Suku Wawonii

Suku Wawonii merupakan salah satu kelompok sosial suku bangsa yang berdiam di dalam wilayah Kabupaten Konawe, Provinsi Sulawesi Tenggara. Secara etnografis, keberadaan masyarakat suku Wawonii masih kurang dikenal oleh masyarakat luas. Hal ini disebabkan karena belum banyaknya penelitian atau publikasi yang dilakukan mengenai suku bangsa tersebut.

Daerah yang lebih khusus mereka diami adalah pulau kecil bernama Pulau Wawonii, yang terletak berseberangan dengan ujung tenggara jazirah Sulawesi Tenggara. Sebagian dari mereka juga mendiami bagian utara dari Pulau Buton yang dipisahkan oleh selat yang sempit dengan Pulau Wawonii. Pulau Wawonii secara administratif merupakan bagian dari Kecamatan Wawonii. Luas kecamatan yang berupa pulau ini adalah sebesar + 404,8 km2 yang terbagi ke dalam 10 desa. Pulau Wawonii sendiri dihuni oleh beberapa etnis, di antaranya Wawonii yang merupakan suku Tolaki, suku Bugis, suku Buton, bahkan suku Jawa juga menjadi penghuni pulau tersebut. Pada tahun 1990, penduduk di Kecamatan Wawonii berjumlah sekitar + 35.000 jiwa, tetapi tidak jelas mengenai jumlah masyarakat suku Wawonii di antara jumlah tersebut.[1]

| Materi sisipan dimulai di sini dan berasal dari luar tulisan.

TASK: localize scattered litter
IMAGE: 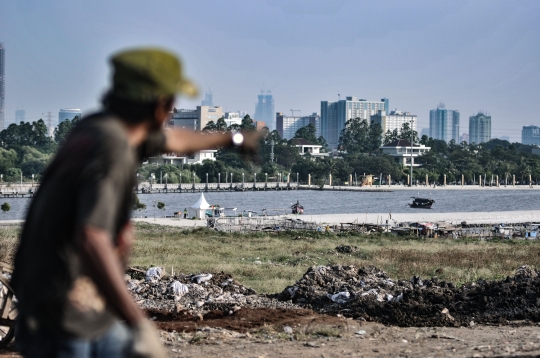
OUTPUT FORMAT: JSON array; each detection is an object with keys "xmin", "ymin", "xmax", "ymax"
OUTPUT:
[
  {"xmin": 146, "ymin": 267, "xmax": 163, "ymax": 282},
  {"xmin": 191, "ymin": 273, "xmax": 212, "ymax": 285},
  {"xmin": 328, "ymin": 291, "xmax": 351, "ymax": 303}
]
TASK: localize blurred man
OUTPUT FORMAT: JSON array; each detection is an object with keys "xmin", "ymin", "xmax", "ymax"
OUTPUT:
[{"xmin": 12, "ymin": 48, "xmax": 258, "ymax": 357}]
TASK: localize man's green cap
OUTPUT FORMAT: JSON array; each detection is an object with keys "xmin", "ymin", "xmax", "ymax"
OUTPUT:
[{"xmin": 111, "ymin": 48, "xmax": 198, "ymax": 102}]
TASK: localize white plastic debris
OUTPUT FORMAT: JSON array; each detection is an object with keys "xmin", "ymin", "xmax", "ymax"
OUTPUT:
[
  {"xmin": 169, "ymin": 281, "xmax": 189, "ymax": 298},
  {"xmin": 191, "ymin": 273, "xmax": 212, "ymax": 285},
  {"xmin": 327, "ymin": 291, "xmax": 351, "ymax": 303},
  {"xmin": 127, "ymin": 280, "xmax": 139, "ymax": 291},
  {"xmin": 146, "ymin": 267, "xmax": 163, "ymax": 282}
]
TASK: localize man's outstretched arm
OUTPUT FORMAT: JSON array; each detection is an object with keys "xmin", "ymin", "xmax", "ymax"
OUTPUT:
[{"xmin": 165, "ymin": 129, "xmax": 261, "ymax": 154}]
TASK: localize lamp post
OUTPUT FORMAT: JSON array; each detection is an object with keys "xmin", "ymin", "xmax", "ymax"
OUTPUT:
[{"xmin": 409, "ymin": 119, "xmax": 414, "ymax": 186}]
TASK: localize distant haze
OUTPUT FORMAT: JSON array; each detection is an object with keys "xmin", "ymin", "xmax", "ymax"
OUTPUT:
[{"xmin": 0, "ymin": 0, "xmax": 540, "ymax": 141}]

Beberapa pendapat menyatakan bahwa suku Wawonii merupakan pecahan dari orang-orang suku Tolaki, sedangkan para ahli bahasa menyatakan bahwa mereka memiliki bahasa tersendiri yang juga disebut dengan nama bahasa Wawonii atau bahasa Kalisusu, tetapi sumber lain mengemukakan bahwa bahasa tersebut merupakan salah satu dialek dari bahasa Tolaki.

Asal-usul

Suku Wawonii disebutkan berasal dari dataran Sulawesi Tenggara atau lebih tepatnya berada di Kampung Lasolo dan Soropia (Torete) serta daratan Buton Utara yang berada di Kampung Kalisusu.[1] Tidak banyak sumber yang menyebutkan sejak kapan masyarakat suku Wawonii mulai menempati pulau tersebut. Yang jelas, mereka merupakan penduduk asli di Pulau Wawonii dan merupakan salah satu suku bangsa tersendiri, yang memiliki adat istiadat serta kebudayaan yang berbeda dari suku-suku bangsa lainnya yang ada di Nusantara.

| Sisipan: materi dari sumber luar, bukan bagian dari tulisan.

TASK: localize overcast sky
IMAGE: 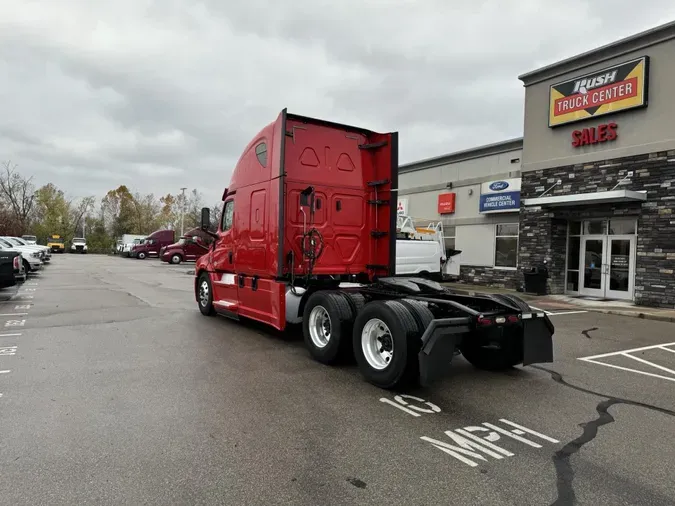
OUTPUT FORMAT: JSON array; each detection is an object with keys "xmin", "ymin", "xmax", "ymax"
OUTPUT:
[{"xmin": 0, "ymin": 0, "xmax": 675, "ymax": 201}]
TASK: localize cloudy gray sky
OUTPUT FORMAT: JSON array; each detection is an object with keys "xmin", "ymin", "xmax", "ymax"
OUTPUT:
[{"xmin": 0, "ymin": 0, "xmax": 675, "ymax": 201}]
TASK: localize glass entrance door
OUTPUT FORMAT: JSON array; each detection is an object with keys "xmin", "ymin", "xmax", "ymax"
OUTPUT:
[
  {"xmin": 579, "ymin": 235, "xmax": 635, "ymax": 300},
  {"xmin": 605, "ymin": 236, "xmax": 635, "ymax": 299},
  {"xmin": 579, "ymin": 237, "xmax": 607, "ymax": 297}
]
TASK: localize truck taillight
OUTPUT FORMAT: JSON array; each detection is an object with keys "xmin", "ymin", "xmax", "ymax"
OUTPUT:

Suku Wawonii memiliki simbol adat yang dinamakan dengan kolungku. Kolungku merupakan sebuah wadah seserahan atas suatu peristiwa adat yang menunjukkan bentuk penghormatan, penghargaan, dan pemuliaan nilai-nilai budaya, tradisi, dan peradaban masyarakat yang bersifat normatif atau mengikat.[2]

Sistem pertanian

Kehidupan sehari-hari masyarakat lokal yang berada di Pulau Wawonii tergantung pada sistem pertanian tradisional. Penggunaan lahan awal yang digunakan oleh masyarakat suku Wawonii disebut dengan larowita (kebun campuran) yang ditanami dengan berbagai macam tanaman palawija. Penanaman padi hanya dilakukan sekali selama penggunaan kebun campuran, yaitu pada saat lahan baru dibuka dan selesai diolah. Penggunaan lahan selanjutnya tergantung pada jenis tanaman tahunan atau perkebunan yang dominan pada lahan tersebut. Kegiatan itu dikenal sebagai laro nii, laro sokolati, dan laro dambola.[3]

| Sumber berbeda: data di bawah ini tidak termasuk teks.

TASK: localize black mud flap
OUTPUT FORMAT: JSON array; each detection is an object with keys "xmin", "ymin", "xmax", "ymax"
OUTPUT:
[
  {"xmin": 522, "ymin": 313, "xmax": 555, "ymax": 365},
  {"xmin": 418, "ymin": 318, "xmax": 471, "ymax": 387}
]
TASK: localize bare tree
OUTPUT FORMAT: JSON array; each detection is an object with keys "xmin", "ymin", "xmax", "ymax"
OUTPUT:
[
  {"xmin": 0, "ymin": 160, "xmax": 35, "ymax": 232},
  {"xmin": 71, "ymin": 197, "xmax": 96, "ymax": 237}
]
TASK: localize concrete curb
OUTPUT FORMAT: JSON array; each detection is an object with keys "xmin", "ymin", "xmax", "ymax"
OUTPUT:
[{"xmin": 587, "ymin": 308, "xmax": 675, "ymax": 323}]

Masyarakat lokal suku Wawonii memenuhi kebutuhan sehari-harinya dengan memanfaatkan + 200 jenis tumbuhan sebagai bahan pangan, papan, obat, kosmetika, anyaman, dan sumber energi. Sebagian besar (sekitar 80%) tumbuhan berguna tersebut tumbuh liar di hutan, semak belukar, bahkan menjadi gulma pertanian. Kehadiran Lepironia articulata (Retzius) Domin bagi masyarakat yang tinggal di sekitar habitatnya mempunyai arti penting dalam menunjang kehidupan sehari-hari sebagai bahan anyaman.[4]

Salah satu mata pencaharian tambahan masyarakat suku Wawonii adalah sebagai pengrajin perahu. Tercatat ada setidaknya 13 jenis pohon yang digunakan oleh suku Wawonii sebagai bahan baku pembuatan perahu, yaitu arawa, anga, dongkala, keu watu, sisio, padai, pololi, keu mea, kuma watu, bayu, wowola, roko, dan humu mea.[3]

Referensi

  1. ^ a b Melalatoa, M. Junus (1995). Ensiklopedi Suku Bangsa di Indonesia Jilid L-Z. Jakarta: Departemen Pendidikan dan Kebudayaan Republik Indonesia. hlm. 921. 
  2. ^ Badan Pusat Statistik Kabupaten Konawe (2014). Konawe Kepulauan dalam Angka. Konawe: Badan Pusat Statistik Kabupaten Konawe. hlm. 7. 
  3. ^ a b Departemen Pendidikan dan Kebudayaan Republik Indonesia (1988). Peralatan Produksi dan Perkembangannya: Daerah Sulawesi Tenggara. Sulawesi Tenggara: Departemen Pendidikan dan Kebudayaan Republik Indonesia. hlm. 20–35. 
  4. ^ Waluyo, E.B. (1991). Perkembangan Pemanfaatan Tumbuhan Obat di Luar Pulau Jawa. Bogor: Institut Pertanian Bogor. hlm. 18–20.